TofuTheGreat wrote:
bigbuck wrote:
TofuTheGreat wrote:
I misunderstood the original question. I thought they wanted to know the sum of the interior angles of the original decagon. Then I saw Anna's image.
annajon wrote:
OK I know now what a decagon is.... judging by the image above. What was it you want to do with it now????
Using Anna's diagram it seems that you'd take 180 degrees (EVERY triangles interior angles = 180) times the number of triangles and that would give you the sum of all the resulting angles in the joined vertices.
....but NOT if the triangles meet in the centre like that. To get the sum of the angles in a decagon, you could only get 8 triangle if you did this sort of thing..
hence 8 x 180 =1440
Isn't that what I said?
blue_lurker wrote:
The second I don't understand hoping some one will explain it to me
2. By joining all the vertices of a decagon, how many diagonals are formed, what is the sum of all the angles of a decagon.
I suppose it depends on the meaning of the phrase "joining all the vertices of a decagon". Are we joining each vertice to the others? Like so:
If so then we're not creating triangles and the sum of the angles goes WAY up.
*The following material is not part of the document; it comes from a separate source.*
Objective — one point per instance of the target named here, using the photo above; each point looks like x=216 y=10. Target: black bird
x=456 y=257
yeah C, I'm not really sure on the question either. I'd guess it's a two part thing where you are looking for patterns related to the number of sides of a polygon. Stock standard year 9 introductory algebra thing.
Rather than work on the decagon, trying to count/add stuff. Look for common patterns on smaller polygons and see if you can derive the rule (or formulae) which relates 'no. of sides to sum of angles' or 'no. of sides to total diagonals'.
I think the question is as much about basic algebra as it is geometry.